Yeah, I don't know. I wasn't impressed with the blaster wizard until you had AP and PHB2 to give you some added options. It certainly gets better at higher levels.
Oh, yeah. That character went from fun to broken post-AP at 11th level.
I think it is a weak option at 1-10. It isn't that some of the direct damage powers aren't decent powers, you just NEED a lot of little control effects so you have the right one for the right time and can keep wrong-footing the enemy consistently.
Nod. I had a few. Ray of Frost, because that was the other only at-will the previous wizard didn't take (darn humans), Color Spray, and the various dailies, of course (oh, I /took/ Fireball, but didn't prep it often - used it /once/, albeit well).
Personally I put AoE type stuff pretty much on the control side, but yeah now and then you WILL do good damage with it, and the implied threat is nice. The thing that was tough was you had things like Scorching Burst that didn't do ANY control.

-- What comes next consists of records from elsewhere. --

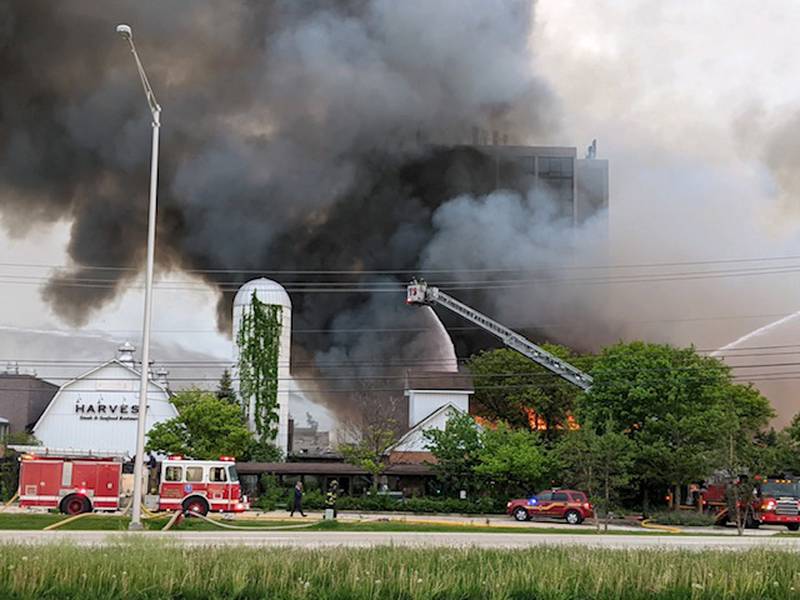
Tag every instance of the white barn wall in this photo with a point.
(112, 392)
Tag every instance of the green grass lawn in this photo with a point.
(145, 570)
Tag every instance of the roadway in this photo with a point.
(320, 539)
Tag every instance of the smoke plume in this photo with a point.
(296, 136)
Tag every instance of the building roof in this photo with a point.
(266, 290)
(424, 424)
(114, 361)
(439, 380)
(326, 468)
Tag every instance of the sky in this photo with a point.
(687, 101)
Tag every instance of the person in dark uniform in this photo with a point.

Except that AoE control, of course. Someone - not sure if it was in this thread - mentioned the Goblin Hexer and his nasty vexing cloud. That group went up against it 3 times. The first, in the first campaign, it was pretty aweful, Hobgoblins formed up in a tight phalanx inside the cloud, very hard to hit. In order to Thunder Wave them, our wizard would have had to go into the cloud (not to mention risk being beaten on by soldiers), after using Icy Terrain and Shock Sphere she was out of 'punish them for being grouped up' powers. Second time, second campaign, similar scenario, Scorching Burst damage added up pretty fast (compared to melee types missing on a 15) on the phalanxing hobgoblins, who's AC bonus and concealment & attack penalty from the cloud meant nothing to the wizard standing 10 squares away, pounding on REF.